Spring arrives boldly in Jay Cooke State Park, just south of Duluth. Come late March or early April, the St. Louis River jumps from a sluggish 350 cubic feet per second to a rush of 20,000, as it plunges through the 8,938-acre park on its way to Lake Superior.

"A lot of people come up specifically to see the spring breakup," says park naturalist Kristine Hiller about the spectacle created by the river's seasonal torrent.

The gorge below the Thompson Dam and the Swinging Bridge offers magnificent views of the river. So does a hike along the Carlton Trail. Expert kayakers arrive with the high water to paddle challenging rapids within the park.

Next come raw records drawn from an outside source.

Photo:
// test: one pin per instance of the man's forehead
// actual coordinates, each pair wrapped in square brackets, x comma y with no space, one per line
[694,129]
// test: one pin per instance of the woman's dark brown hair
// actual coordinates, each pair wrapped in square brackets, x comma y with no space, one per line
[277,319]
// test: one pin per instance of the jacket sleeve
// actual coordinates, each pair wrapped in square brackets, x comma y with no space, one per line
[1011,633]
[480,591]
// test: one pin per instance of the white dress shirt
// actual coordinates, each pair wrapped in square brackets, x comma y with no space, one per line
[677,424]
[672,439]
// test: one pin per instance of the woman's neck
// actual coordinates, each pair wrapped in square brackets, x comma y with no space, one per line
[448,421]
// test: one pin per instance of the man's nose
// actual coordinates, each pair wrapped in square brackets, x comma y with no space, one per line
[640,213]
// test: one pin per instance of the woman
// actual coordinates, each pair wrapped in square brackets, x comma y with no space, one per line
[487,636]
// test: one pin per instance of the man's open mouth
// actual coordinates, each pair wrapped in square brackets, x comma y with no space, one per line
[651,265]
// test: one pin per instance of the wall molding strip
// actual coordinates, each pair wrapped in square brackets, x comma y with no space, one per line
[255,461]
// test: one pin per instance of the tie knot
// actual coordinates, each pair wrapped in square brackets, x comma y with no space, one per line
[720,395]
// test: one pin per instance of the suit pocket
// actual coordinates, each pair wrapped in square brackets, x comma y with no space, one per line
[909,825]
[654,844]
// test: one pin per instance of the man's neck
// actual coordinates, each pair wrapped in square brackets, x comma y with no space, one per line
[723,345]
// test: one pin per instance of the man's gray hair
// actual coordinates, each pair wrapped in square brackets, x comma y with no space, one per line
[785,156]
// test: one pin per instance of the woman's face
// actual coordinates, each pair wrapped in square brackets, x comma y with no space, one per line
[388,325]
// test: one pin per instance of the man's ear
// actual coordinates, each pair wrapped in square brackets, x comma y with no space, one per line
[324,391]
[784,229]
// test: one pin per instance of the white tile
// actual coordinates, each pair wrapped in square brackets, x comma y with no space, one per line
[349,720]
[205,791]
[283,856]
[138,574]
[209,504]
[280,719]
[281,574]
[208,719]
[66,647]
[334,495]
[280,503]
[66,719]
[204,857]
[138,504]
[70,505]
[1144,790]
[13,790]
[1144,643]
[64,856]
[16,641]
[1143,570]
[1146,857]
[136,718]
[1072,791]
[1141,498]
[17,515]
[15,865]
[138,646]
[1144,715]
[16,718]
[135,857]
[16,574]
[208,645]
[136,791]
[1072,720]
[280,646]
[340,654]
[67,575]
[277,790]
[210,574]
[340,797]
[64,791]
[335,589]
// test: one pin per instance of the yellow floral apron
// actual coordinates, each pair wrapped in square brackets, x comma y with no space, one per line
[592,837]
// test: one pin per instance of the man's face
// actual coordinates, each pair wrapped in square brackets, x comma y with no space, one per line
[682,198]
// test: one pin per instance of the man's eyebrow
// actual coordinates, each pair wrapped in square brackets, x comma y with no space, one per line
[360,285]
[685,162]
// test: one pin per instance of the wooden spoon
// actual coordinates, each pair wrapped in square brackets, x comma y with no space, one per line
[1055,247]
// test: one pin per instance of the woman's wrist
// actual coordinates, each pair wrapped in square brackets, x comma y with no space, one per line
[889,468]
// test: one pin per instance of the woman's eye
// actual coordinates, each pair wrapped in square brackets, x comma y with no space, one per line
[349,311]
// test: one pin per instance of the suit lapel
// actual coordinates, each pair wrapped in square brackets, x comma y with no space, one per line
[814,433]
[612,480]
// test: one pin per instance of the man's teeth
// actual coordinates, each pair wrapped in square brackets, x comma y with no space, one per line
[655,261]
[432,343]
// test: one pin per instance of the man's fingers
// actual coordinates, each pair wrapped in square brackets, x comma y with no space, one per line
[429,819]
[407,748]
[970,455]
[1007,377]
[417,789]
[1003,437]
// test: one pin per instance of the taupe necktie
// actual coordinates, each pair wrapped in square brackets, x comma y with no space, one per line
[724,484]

Jay Cooke's five camper cabins are popular year-round, but anyone willing to pitch a tent will likely find their choice of campsites during winter and early spring, says Hiller.

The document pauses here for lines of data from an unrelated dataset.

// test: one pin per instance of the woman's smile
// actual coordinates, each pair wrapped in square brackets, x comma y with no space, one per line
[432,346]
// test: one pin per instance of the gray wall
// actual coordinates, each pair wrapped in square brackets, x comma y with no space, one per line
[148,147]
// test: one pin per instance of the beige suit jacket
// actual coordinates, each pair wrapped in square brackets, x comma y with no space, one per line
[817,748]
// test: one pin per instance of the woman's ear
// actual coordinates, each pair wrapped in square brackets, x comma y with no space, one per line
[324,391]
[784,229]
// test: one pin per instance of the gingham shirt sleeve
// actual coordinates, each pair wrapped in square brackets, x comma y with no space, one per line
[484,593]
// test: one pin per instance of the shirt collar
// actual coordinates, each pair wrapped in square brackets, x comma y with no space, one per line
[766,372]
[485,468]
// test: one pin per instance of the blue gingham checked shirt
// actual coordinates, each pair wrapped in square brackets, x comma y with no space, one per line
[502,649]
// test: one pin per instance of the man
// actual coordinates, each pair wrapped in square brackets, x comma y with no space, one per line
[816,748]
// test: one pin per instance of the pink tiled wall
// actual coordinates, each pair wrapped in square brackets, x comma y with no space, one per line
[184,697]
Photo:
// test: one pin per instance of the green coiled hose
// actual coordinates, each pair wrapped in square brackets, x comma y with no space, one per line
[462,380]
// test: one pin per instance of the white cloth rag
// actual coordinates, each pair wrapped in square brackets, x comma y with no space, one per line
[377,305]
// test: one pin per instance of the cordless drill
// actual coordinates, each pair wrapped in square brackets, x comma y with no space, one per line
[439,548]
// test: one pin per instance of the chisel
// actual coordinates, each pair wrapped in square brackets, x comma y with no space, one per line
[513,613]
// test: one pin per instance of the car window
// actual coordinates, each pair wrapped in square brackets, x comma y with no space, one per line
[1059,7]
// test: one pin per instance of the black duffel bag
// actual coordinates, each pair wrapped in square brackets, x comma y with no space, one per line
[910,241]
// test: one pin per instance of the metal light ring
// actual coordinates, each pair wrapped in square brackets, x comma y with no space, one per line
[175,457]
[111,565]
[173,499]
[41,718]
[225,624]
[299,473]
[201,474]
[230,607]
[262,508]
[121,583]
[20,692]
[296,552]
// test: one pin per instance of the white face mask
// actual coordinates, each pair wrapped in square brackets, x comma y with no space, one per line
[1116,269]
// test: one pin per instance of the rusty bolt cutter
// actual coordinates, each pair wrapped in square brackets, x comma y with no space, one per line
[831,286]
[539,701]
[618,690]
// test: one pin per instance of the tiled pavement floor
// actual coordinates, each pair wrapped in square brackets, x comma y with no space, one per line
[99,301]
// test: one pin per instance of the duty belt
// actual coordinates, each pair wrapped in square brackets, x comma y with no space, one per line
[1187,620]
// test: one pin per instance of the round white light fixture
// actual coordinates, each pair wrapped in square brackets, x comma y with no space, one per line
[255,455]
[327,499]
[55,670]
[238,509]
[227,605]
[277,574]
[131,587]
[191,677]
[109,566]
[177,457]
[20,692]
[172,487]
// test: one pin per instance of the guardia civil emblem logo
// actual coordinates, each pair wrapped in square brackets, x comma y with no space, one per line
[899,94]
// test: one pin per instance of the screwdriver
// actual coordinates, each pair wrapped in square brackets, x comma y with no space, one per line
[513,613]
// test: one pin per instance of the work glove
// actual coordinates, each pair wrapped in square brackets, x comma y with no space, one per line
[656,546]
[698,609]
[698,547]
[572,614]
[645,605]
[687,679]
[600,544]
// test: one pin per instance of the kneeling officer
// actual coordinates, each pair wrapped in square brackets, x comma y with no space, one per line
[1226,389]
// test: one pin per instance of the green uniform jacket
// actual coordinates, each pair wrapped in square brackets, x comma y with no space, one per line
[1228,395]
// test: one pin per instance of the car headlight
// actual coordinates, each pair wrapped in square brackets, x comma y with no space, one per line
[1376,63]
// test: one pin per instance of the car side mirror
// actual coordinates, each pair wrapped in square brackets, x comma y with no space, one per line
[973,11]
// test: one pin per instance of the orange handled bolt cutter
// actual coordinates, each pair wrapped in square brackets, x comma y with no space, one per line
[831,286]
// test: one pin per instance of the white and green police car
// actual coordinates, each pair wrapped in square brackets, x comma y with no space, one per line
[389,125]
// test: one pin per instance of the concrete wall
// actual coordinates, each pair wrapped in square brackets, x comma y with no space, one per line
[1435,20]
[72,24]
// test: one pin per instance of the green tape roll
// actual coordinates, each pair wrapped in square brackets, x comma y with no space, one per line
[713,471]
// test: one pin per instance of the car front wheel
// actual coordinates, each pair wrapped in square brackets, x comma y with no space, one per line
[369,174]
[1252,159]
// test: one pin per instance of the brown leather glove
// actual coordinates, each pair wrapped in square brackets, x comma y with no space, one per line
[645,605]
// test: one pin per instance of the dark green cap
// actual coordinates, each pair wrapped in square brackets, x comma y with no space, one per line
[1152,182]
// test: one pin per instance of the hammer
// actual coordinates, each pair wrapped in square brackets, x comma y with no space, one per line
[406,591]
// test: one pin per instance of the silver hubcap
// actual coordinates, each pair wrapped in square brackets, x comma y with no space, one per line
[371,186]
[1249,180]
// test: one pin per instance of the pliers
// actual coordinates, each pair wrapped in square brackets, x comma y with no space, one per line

The park was established in 1915 after heirs to Jay Cooke (a banker from Philadelphia) donated the land to the state. It is home to abundant wildlife, including white-tailed deer, black bears, and timber wolves. May is prime time for seeing many of the 190 bird species that live in or visit the park.

"We have 26 out of the 42 warblers in the state," says Hiller. "Some are passing through, but 20 of them nest here." The arrival of warblers roughly coincides with the peak blooming of spring wildflowers, says Hiller. Along the park's 50 miles of hiking trails, 8 miles of paved bike trails, and 13 miles of mountain-bike trails, blooming highlights include trillium, spring beauties, trout lilies, hepatica, wild ginger, and wood anemone.

While you can enjoy Jay Cooke State Park's rugged landscape anytime, the sights and sounds of Lake Superior's largest tributary shrugging off winter's icy grip are a great way to welcome spring. Says Hiller, "It just feels energizing."